Тебя вытолкнули вперед, и ты упала на колени, прижимая к себе штаны Канкри. Если бы исчез стражник позади, можно было бы убежать. Толпа была так велика, что не составило бы никакого труда скрыться между троллей, а тут совсем рядом лес, там бы тебя никто не нашел. Ты подняла голову, когда убийца Канкри повернулся к тебе, и зашипела.
Ты могла бы сказать, что узнала его. По ширине плеч, или по рогам — но нет. Ты узнала его лишь когда он назвал твое имя, недоверчиво и почти испуганно:
— Мяулин?
И тогда ты вправду поняла, кто это.
Вот вы и встретились вновь.

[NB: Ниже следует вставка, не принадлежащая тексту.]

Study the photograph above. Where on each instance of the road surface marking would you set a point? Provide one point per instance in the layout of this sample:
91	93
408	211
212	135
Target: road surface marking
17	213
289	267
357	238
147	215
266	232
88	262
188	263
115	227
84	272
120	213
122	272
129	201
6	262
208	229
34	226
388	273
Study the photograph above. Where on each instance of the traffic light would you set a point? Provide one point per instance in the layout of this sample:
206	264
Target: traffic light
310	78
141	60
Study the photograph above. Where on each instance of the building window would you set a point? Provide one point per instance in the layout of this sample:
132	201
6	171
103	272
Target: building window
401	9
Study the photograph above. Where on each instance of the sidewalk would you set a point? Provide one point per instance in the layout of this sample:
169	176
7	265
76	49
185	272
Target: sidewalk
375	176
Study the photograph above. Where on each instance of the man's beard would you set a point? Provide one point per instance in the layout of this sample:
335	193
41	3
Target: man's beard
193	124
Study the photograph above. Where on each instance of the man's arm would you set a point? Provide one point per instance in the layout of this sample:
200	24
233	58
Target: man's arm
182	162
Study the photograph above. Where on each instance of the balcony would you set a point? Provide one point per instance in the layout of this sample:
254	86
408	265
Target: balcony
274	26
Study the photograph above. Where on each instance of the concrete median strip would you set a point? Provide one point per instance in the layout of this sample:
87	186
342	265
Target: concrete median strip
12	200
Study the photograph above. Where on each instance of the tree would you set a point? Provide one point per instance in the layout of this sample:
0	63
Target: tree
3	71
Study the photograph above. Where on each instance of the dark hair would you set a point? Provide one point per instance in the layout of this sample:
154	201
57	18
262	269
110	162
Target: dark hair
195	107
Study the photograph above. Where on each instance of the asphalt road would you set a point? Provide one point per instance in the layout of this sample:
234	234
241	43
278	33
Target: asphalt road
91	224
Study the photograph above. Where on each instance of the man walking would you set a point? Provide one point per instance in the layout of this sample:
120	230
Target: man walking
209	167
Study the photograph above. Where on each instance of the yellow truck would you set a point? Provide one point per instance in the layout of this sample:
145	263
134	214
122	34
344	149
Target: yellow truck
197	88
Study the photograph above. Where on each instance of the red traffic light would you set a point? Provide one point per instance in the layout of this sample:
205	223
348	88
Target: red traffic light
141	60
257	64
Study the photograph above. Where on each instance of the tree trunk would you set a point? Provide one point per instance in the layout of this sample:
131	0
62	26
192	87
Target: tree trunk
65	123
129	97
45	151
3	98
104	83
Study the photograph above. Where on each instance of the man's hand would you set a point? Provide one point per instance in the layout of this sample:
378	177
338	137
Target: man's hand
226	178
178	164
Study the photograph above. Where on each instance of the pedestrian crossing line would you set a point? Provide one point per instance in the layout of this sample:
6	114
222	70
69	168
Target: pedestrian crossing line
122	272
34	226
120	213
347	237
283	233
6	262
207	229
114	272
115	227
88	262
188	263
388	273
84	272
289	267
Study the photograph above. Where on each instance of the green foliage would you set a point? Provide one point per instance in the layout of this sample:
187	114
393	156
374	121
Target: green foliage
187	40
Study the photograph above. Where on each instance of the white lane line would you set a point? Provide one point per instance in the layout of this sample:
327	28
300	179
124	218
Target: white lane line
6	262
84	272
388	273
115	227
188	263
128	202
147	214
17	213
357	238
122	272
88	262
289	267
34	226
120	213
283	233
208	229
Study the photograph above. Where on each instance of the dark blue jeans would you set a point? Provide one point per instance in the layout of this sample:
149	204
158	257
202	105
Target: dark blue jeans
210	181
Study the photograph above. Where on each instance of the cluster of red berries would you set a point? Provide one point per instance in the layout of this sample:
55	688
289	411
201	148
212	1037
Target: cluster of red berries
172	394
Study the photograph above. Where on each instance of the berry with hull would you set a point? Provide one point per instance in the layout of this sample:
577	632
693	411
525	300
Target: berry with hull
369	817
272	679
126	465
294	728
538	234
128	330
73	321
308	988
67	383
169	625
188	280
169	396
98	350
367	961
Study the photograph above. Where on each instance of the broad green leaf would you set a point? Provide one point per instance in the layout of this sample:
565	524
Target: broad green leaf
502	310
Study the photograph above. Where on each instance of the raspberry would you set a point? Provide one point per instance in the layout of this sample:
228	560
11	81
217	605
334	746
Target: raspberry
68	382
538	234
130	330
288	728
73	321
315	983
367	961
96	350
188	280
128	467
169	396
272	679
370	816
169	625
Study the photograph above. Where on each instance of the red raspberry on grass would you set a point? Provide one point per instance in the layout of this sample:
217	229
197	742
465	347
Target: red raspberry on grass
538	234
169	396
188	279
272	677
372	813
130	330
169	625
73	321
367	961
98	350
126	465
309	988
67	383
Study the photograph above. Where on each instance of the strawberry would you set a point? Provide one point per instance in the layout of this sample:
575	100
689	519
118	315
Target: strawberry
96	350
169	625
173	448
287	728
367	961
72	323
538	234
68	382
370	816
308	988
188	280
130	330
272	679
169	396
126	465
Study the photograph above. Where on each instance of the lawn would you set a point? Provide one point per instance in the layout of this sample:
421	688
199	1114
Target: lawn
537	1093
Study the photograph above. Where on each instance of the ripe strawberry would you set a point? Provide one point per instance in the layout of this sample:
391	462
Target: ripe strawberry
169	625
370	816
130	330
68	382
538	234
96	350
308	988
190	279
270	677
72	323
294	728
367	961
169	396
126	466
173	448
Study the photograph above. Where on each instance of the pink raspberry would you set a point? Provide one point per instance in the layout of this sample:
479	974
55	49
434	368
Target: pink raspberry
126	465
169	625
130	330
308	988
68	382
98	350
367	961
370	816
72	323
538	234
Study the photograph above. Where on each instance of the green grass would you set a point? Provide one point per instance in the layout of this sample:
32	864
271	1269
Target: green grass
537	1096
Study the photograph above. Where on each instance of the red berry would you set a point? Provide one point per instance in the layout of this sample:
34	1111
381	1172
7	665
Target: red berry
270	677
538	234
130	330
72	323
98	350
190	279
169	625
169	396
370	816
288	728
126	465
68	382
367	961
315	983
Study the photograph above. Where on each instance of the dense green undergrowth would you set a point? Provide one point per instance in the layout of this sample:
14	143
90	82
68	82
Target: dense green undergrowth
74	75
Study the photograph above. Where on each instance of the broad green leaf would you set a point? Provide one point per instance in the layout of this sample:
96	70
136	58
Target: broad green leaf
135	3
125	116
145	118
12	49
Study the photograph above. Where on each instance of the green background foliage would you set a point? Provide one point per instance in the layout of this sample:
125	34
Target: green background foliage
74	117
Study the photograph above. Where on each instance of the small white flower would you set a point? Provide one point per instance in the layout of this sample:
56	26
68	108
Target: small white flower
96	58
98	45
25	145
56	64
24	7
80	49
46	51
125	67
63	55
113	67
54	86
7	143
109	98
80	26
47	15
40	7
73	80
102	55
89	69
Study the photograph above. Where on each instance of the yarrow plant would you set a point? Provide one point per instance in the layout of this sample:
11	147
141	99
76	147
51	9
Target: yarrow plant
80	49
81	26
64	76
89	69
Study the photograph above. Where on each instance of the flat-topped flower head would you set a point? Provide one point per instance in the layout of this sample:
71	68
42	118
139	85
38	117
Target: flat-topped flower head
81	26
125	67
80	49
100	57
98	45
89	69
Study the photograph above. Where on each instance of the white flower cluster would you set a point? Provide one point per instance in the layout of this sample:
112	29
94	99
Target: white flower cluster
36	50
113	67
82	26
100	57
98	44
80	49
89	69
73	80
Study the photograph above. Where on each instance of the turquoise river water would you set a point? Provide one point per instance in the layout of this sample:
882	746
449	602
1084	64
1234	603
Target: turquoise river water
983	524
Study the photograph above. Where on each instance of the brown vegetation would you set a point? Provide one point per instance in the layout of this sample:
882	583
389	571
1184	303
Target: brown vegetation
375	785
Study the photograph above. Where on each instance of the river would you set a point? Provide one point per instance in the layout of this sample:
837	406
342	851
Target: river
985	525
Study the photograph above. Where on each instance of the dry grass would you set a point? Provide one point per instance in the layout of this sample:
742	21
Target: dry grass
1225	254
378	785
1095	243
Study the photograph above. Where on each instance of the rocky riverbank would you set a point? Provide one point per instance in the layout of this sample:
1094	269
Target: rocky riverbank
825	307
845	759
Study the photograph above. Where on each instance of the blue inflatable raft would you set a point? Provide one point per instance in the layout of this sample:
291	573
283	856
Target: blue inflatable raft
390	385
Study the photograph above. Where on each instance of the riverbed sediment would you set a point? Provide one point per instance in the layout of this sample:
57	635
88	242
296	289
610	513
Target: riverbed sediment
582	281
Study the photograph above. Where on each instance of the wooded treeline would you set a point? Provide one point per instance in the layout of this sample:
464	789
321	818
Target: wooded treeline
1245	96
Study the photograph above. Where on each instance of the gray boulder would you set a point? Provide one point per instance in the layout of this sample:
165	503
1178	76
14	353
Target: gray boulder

Лучше бы не встречались — теперь ты запомнишь его не как старого друга, а как тварь, убившую твоего Канкри.
Ты посмотрела ему в глаза, пытаясь взглядом проникнуть сквозь черное стекло очков. Хотелось бы тебе крикнуть: «Ну же, стреляй! Я хочу снова быть с Канкри!», но из горла вырвался лишь новый яростный рык.
Хорусс поднял лук, натянул тетиву; стрела дрожала. Ты зажмурилась, свернулась клубком, все же не в силах сдержать дрожь — но стрела поразила не тебя. Толпа шумела, все еще смеясь над Канкри, и едва ли кто-то заметил, что на землю упала не ты, а стражник. Хорусс сказал тебе одними губами — «беги».
И ты побежала. Побежала, не оглядываясь, прижимая к себе то, что осталось от Канкри и унося с собой все его речи внутри головы. И никто тебя не догнал.
Кроме одиночества. Теперь и отныне — твоего единственного спутника до конца твоих дней.